Taming concurrency in rust whilst keeping footguns at bay

Mar 11, 2025

Running multiple futures concurrently is a task async Rust was quite literally built to excel at.

FuturesUnordered is a great runtime-agnostic primitive for this purpose.

/// main.rs
use futures::{stream::FuturesUnordered, StreamExt};

#[tokio::main]
async fn main() {
    let mut runner = FuturesUnordered::new();
    runner.extend((0..10).map(task));
    while runner.next().await.is_some() {}
}

async fn task(i: usize) {
    tokio::time::sleep(std::time::Duration::from_millis(100)).await;
    println!("{}", i);
}

/// 7
/// 0
/// 4
/// 2
/// 6
/// 8
/// 9
/// 1
/// 3
/// 5
/// Elapsed: 101ms

A common use case arises where the resource being used in parallel has limited availability, such as external APIs, database connections and event buses. In these cases, it’s beneficial to provide an upper limit to concurrency.
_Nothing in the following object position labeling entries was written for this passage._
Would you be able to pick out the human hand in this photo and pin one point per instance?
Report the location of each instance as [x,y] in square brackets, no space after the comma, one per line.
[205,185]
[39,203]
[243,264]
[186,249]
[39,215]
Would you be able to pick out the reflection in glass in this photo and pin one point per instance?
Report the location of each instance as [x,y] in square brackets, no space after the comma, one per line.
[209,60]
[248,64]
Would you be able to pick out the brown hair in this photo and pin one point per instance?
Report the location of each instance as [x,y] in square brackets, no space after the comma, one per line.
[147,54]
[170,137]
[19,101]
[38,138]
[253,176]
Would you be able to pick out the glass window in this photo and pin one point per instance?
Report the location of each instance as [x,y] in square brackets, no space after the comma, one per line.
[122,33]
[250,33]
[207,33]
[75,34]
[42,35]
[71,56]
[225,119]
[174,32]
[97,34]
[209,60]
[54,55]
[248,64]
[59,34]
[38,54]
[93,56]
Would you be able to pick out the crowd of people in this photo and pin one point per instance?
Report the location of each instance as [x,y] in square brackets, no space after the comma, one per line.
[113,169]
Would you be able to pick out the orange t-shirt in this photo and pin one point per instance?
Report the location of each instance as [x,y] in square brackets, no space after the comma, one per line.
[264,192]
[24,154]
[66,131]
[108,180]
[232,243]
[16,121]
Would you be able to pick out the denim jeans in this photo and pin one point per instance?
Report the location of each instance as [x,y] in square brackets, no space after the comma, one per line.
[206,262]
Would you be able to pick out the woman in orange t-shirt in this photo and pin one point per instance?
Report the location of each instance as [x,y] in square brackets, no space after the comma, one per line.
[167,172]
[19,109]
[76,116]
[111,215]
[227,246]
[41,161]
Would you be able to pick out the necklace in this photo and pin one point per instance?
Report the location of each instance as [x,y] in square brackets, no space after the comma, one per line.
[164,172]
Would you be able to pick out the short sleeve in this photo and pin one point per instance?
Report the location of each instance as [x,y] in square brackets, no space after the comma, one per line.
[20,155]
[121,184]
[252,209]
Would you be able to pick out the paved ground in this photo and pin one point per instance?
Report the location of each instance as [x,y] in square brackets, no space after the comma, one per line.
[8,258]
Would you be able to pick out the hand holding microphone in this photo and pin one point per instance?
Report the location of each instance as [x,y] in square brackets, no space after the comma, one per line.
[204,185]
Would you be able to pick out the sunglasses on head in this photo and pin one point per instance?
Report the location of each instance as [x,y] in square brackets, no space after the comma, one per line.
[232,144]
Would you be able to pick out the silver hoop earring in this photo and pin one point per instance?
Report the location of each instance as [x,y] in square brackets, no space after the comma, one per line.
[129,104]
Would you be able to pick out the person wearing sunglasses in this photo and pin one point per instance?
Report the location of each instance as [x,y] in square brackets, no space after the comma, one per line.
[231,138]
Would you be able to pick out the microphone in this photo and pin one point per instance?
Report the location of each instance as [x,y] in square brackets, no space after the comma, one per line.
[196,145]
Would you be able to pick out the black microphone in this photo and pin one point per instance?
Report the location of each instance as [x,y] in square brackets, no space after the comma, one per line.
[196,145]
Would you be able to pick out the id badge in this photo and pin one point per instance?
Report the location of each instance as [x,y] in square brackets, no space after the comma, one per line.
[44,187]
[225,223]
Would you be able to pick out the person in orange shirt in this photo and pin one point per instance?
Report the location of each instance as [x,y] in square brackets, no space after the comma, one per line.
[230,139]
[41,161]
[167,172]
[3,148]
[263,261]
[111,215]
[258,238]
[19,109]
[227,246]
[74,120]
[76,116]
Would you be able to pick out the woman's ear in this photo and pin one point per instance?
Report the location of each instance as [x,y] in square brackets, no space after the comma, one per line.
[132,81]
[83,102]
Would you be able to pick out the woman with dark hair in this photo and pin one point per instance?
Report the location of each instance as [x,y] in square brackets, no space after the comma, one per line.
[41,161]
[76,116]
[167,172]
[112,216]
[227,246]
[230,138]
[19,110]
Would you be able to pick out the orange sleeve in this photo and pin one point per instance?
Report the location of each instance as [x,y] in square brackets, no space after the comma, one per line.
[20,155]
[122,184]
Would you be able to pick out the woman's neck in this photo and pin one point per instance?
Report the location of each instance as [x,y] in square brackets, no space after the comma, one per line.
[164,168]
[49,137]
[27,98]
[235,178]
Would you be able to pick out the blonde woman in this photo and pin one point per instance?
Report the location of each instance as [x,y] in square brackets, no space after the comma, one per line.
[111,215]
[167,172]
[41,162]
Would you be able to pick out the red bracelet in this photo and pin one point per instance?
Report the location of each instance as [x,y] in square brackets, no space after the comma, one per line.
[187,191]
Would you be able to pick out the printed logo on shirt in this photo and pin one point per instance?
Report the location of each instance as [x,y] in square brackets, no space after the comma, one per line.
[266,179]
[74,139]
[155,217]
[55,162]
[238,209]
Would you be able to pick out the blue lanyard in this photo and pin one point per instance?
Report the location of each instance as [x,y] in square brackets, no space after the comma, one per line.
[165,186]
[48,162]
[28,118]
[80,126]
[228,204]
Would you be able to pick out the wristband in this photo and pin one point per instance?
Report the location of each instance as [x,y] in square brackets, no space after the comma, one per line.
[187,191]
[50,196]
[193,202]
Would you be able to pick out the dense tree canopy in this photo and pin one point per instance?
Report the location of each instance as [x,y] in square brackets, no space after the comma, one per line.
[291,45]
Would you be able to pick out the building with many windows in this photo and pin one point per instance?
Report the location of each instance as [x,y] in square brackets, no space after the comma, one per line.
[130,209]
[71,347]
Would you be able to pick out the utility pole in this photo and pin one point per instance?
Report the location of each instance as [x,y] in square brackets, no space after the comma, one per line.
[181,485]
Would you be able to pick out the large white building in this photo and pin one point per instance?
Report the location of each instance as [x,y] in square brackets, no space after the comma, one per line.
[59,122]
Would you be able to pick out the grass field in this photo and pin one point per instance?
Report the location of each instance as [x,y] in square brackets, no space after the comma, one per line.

This articles iteratively builds out the basics of a reusable concurrency throttler that can share limits app-wide. Along the ay, it provides useful intuition and deeper understanding of async Rust and some common footguns that arise when configuring throttlers.

To start, we can implement a simple concurrency limit of 3 using FuturesUnordered directly.

let mut runner = FuturesUnordered::new();
let mut results_buf = vec![];
for i in 0..10 {
    runner.push(task(i));
    if runner.len() >= 3 {
        while let Some(result) = runner.next().await {
            results_buf.push(result);
        }
    }
}
while let Some(result) = runner.next().await {
    results_buf.push(result);
}

/// 0
/// 2
/// 1
/// 5
/// 3
/// 4
/// 8
/// 6
/// 7
/// 9
/// Elapsed: 408ms

While this works, it’s somewhat verbose and brittle for reuse.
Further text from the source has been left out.